I probably overuse the word “zeitgeist,” but what can I say, I’m going to do it one more time. Our culture has always had a bit of an obsession with clever criminals. Maybe all cultures do, I’m not sure. I know the one I was raised in and I know that we’ve always glamorized serial killers, mob bosses, psychopaths, and all kinds of people who get away with cruelty and violence and corruption because they are unusually clever and not burdened by a normal conscience. I’m sure any number of sociology (and film studies) grad students have posited reasons for this in dissertations. I’m sure their reasons range from the deeply interior (most people can’t fathom what it would be like to kill someone so we hunger for stories about what creates a person who can actually do it) to the broadly social (we’re all barely restrained bloodthirsty maniacs, some of us just hide it better than others? Our country’s revolt against a colonial power where social class was inherited and heinously immutable birthed an even more insidious culture where “class mobility” was bound to entitle people to indulge in their most psychotically Machiavellian impulses to “get ahead” of and control everyone else? Both? Other?) Whatever the answer or answers, it does seem clear that film and television create a feedback loop. Life imitates art. Art imitates life. Each informs the other, distorts and amplifies, negates and dilutes, invents and reflects. The appetite for psychopathy might be born of a desire to understand it, or to validate the kernel of it that we know exists in each of us, or to reassure us that at least we’re not as bad as that person, or any number of things.

Is our current insatiable market for sociopath-TV normalizing sociopathy? Glamorizing it? Making more of it in the world? Putting it in, oh, I dunno, the Oval Office? I’m pretty sure we have indeed managed to confuse a reality TV show with a presidential election, and what’s worse, instead of saying “Yowzers, let’s not do that again” we’re saying things like “Oprah 2020!” So… it’s looking like maybe we have not decoupled from the idea that being able to command large audiences is not the fundament of statesmanship and that perhaps we are over-invested in the concept of fame even if what a person is famous for is being totally profligate or an up-by-the-bootstraps marketing genius.
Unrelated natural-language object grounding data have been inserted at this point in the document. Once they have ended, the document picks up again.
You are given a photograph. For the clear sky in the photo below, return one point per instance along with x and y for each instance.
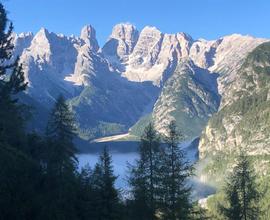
(207, 19)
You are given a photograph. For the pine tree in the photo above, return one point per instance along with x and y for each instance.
(145, 176)
(241, 192)
(19, 173)
(176, 170)
(11, 83)
(60, 133)
(60, 165)
(107, 201)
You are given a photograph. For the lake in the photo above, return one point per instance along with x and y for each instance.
(120, 161)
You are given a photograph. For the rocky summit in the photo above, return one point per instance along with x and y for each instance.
(138, 76)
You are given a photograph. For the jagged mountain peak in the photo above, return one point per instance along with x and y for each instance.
(124, 31)
(88, 35)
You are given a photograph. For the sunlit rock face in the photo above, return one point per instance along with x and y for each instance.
(136, 73)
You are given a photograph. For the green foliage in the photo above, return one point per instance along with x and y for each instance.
(175, 171)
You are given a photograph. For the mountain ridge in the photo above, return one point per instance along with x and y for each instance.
(136, 63)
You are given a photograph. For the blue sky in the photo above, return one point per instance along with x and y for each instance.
(207, 19)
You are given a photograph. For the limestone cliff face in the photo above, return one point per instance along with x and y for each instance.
(244, 121)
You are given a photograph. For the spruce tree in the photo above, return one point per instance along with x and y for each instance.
(145, 176)
(107, 199)
(60, 166)
(11, 83)
(241, 192)
(19, 172)
(60, 133)
(176, 170)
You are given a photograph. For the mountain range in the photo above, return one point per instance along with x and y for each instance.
(143, 76)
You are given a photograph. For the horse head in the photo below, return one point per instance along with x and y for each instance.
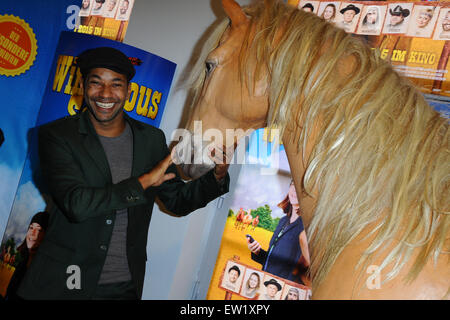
(226, 108)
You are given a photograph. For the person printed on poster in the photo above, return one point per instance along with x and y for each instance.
(2, 137)
(423, 22)
(349, 18)
(26, 251)
(86, 7)
(329, 12)
(110, 9)
(443, 31)
(98, 6)
(124, 10)
(397, 19)
(272, 292)
(251, 286)
(288, 253)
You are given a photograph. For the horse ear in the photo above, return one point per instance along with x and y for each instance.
(234, 12)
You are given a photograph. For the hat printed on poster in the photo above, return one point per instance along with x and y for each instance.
(397, 18)
(348, 16)
(442, 30)
(372, 19)
(423, 21)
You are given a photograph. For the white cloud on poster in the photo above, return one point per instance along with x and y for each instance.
(27, 203)
(8, 186)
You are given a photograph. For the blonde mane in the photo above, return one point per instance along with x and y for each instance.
(382, 155)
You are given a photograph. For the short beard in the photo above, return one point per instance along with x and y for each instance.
(91, 111)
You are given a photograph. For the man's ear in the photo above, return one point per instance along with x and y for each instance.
(129, 90)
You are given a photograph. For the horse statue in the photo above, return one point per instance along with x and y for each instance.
(239, 218)
(369, 157)
(255, 222)
(247, 221)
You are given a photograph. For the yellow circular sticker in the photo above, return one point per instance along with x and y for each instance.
(18, 46)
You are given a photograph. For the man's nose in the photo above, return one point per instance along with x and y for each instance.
(106, 92)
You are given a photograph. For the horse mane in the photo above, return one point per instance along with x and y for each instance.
(381, 158)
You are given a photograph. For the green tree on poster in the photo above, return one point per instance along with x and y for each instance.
(265, 218)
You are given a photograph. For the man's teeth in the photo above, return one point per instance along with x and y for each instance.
(105, 105)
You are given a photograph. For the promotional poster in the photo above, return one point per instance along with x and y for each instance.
(105, 18)
(27, 47)
(62, 97)
(258, 214)
(412, 36)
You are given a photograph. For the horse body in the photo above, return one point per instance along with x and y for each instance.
(368, 156)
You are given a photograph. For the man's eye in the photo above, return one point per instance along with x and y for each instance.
(209, 66)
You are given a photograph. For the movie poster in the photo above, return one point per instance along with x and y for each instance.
(412, 35)
(105, 18)
(260, 214)
(27, 46)
(63, 97)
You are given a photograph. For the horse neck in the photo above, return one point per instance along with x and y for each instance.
(297, 158)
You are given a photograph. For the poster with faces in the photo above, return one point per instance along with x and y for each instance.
(110, 8)
(442, 30)
(271, 288)
(293, 293)
(86, 7)
(310, 6)
(328, 10)
(232, 277)
(371, 21)
(97, 7)
(348, 16)
(124, 10)
(252, 283)
(423, 21)
(397, 18)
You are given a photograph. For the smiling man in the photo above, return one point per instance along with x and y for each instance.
(104, 170)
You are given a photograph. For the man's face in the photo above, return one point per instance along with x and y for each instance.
(232, 276)
(111, 5)
(348, 15)
(85, 4)
(395, 20)
(328, 13)
(34, 235)
(105, 92)
(124, 7)
(422, 20)
(446, 22)
(272, 290)
(292, 295)
(372, 15)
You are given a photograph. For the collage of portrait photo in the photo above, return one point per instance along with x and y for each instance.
(414, 19)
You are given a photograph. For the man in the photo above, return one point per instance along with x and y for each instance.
(104, 170)
(233, 274)
(308, 7)
(398, 15)
(349, 12)
(26, 251)
(124, 7)
(272, 288)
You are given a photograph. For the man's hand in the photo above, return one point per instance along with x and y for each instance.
(254, 246)
(222, 158)
(158, 175)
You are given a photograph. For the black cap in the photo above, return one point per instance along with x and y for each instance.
(41, 218)
(105, 57)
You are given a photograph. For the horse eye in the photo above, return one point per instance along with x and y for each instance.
(209, 66)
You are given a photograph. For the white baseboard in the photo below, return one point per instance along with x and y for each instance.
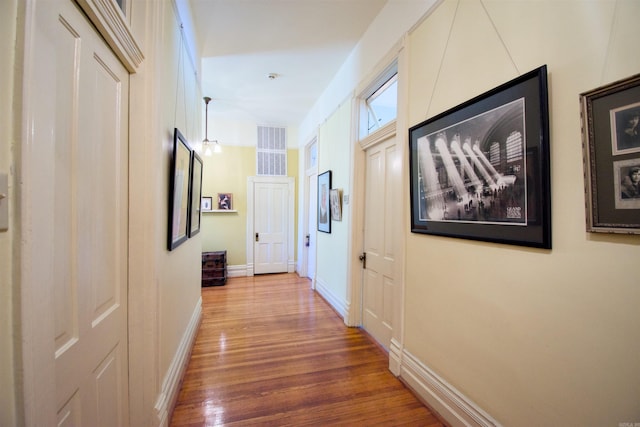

I think the reality is this: The concept of the “evil genius” is compelling to humans for a variety of reasons, but it’s a concept. In reality, there is not a lot of genius in evil. Criminals are, by and large, freaking idiots, even if some of them have high IQs (and perhaps Marjorie Diehl-Armstrong did; I can’t prove otherwise). Perhaps she was a charismatic, compelling predator, like a cuttlefish stunning prawns with mesmerizing color and light displays rippling over their skins before they strike. I can’t say she wasn’t, though I can say that by the time any of the footage in Evil Genius was captured she doesn’t seem likely to have stunned anyone with anything but her screwed up signal-to-noise ratio.

The original meaning of the Latin word “genius” is “guiding spirit.” It specifically has a moral and generative connotation, like a combination of a creative muse and a guardian angel. It’s the opposite of evil. Even in its more modern connotation of “unusually high intellectual capacity” it tends to imply the creative, the innovative, and the good. Adolf Hitler was not a “genius,” although he was said to have a relatively high IQ. And Marjorie Diehl-Armstrong was a puny little monster who killed a kindly and gullible pizza delivery guy for relatively low-level personal gain, which is the essence of evil right down to how petty and random and pathetic it was. And the opposite of genius.

Evil Genius is now streaming on Netflix.



Amy Glynn is a poet, essayist and fiction writer who really likes that you can multi-task by reviewing television and glasses of Cabernet simultaneously. She lives in the San Francisco Bay Area.